Fed’s Waller says inclined at this point to cut rates in December
2024.12.02 15:52
By Howard Schneider
WASHINGTON (Reuters) – Federal Reserve Governor Christopher Waller said on Monday he was inclined to cut the benchmark interest rate at the Dec. 17-18 meeting as monetary policy remained restrictive enough to keep putting downward pressure on inflation, while the labor market was roughly in balance, something the Fed wants to maintain.
“Policy is still restrictive enough that an additional cut at our next meeting will not dramatically change the stance of monetary policy and allow ample scope to later slow the pace of rate cuts, if needed, to maintain progress toward our inflation target,” Waller said in comments at a central bank symposium organized by the American Institute for Economic Research.
At the same time Waller said upcoming data on jobs, inflation and consumer spending could still sway him to pause if it appears that progress on inflation is stalling.
“All of that information will help me decide whether to cut or skip. As of today, I am leaning toward continuing the work we have started in returning monetary policy to a more neutral setting” with continued rate cuts, said Waller, who has been a key voice in shaping the Fed’s response to inflation that erupted to a 40-year high in 2022.
The Fed began reducing interest rates in September with a half-point reduction, following that with a quarter-point cut in November.
A further quarter-point cut in December has been expected, but recent inflation data raised concern that progress may have stalled. One key measure, the personal consumption expenditures price index stripped of food and energy costs, has been mired in a range from 2.6% to 2.8% since May, well above the Fed’s 2% target.

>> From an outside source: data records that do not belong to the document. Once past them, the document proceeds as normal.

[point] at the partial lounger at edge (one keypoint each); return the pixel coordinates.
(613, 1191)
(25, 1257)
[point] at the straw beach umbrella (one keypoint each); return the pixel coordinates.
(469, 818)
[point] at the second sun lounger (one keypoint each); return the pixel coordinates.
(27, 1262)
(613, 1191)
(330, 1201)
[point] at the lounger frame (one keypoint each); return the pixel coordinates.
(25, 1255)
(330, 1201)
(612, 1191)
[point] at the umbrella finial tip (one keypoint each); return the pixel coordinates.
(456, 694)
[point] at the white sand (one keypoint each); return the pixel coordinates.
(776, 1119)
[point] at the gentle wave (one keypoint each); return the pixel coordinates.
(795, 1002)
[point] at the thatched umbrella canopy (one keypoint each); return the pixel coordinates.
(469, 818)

“If the data we receive between today and the next meeting surprise in a way that suggests our forecasts of slowing inflation and a moderating but still-solid economy are wrong, then I will be supportive of holding the policy rate constant,” Waller said.
He said rates are also likely to continue falling next year, though the pace and degree of reduction remain to be determined. The Fed will issue new economic projections at its next meeting to show how far officials expect to cut their benchmark rate next year.
The rate is currently set in a range between 4.5% and 4.75%.
“The evidence is strong that policy continues to be significantly restrictive and that cutting again will only mean that we aren’t pressing on the brake pedal quite as hard,” Waller said. “I expect rate cuts to continue over the next year until we approach a more neutral setting of the policy rate.”
Recent data “tells a fairly consistent story over the past year about moderating demand relative to supply, consistent with continued progress toward 2% inflation and without an undesirable weakening in the labor market,” said Waller, a fitness buff who compared the Fed’s battle with inflation to a mixed martial arts fighter in that sport’s unique arena.
“Let me assure you that submission is inevitable — inflation isn’t getting out of the octagon,” Waller said.